A blog in the New York Times led me to Michael Mandel’s cover story, “The Failed Promise of Innovation in the U.S.” in Business Week. In it, he asks whether the growth in innovation—and resulting growth in US productivity—was merely an illusion. Specifically, he asks:
“But what if the conventional wisdom is wrong? What if outside of a few high-profile areas, the past decade has seen far too few commercial innovations that can transform lives and move the economy forward? What if, rather than being an era of rapid innovation, this has been an era of innovation interrupted? And if that's true, is there any reason to expect the next decade to be any better?”

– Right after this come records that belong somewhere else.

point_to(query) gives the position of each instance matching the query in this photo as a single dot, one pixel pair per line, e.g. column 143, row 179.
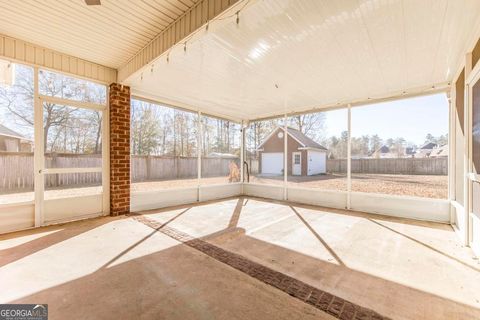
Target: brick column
column 119, row 99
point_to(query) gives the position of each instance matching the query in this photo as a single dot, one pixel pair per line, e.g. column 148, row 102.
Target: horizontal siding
column 186, row 24
column 27, row 53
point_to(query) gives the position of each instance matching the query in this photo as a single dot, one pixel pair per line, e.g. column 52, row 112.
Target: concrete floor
column 110, row 268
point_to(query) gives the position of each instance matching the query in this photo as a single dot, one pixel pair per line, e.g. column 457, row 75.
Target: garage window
column 264, row 152
column 319, row 150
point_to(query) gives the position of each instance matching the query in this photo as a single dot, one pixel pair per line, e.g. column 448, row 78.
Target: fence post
column 149, row 167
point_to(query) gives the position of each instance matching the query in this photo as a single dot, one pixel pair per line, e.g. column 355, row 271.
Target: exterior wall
column 275, row 144
column 119, row 99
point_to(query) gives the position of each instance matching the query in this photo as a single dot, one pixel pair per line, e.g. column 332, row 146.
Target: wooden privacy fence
column 16, row 169
column 145, row 168
column 426, row 166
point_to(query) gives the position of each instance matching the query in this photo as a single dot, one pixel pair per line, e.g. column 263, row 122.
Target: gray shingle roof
column 4, row 131
column 306, row 141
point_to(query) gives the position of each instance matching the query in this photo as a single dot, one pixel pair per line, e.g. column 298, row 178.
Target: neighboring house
column 425, row 150
column 440, row 152
column 410, row 152
column 383, row 152
column 304, row 157
column 12, row 141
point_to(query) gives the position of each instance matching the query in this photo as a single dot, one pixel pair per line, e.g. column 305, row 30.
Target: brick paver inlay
column 335, row 306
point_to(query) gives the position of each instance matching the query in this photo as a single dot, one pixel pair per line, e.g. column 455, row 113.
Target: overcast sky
column 411, row 119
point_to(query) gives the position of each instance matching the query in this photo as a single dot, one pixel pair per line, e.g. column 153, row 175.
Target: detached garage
column 305, row 157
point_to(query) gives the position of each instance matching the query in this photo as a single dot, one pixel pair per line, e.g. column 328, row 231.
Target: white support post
column 285, row 157
column 467, row 116
column 106, row 156
column 451, row 151
column 349, row 156
column 242, row 152
column 39, row 157
column 199, row 153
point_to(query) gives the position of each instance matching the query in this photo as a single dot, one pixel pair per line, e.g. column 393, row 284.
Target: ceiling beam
column 186, row 25
column 20, row 51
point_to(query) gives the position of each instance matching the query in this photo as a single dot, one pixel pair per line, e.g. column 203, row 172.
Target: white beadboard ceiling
column 319, row 53
column 109, row 34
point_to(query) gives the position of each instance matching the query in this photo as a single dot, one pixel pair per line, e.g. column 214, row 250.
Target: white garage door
column 272, row 163
column 316, row 162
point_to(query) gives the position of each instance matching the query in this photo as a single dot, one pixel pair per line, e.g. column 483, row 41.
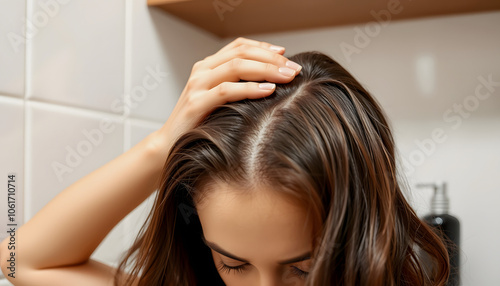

He goes on to explain that much of the innovation and growth experienced in the last decade can be attributed to the bubbles in the financial industry. In a sidebar article, “Growth: Why the Stats Are Misleading,” he explains how calculations of import prices are misleading and, as a result, do not capture the true cost of items.
Mandel offers some long-term hope, explaining that some innovations touted ten years ago are still on the horizon, but implementing them has been more challenging than expected.
As a teacher of human performance technology, I find Mandel’s primary article illustrative of the challenges in measuring performance, and the sidebar a good illustration of ways to break down the numbers so the person reading them can determine the extent to which these numbers can be trusted.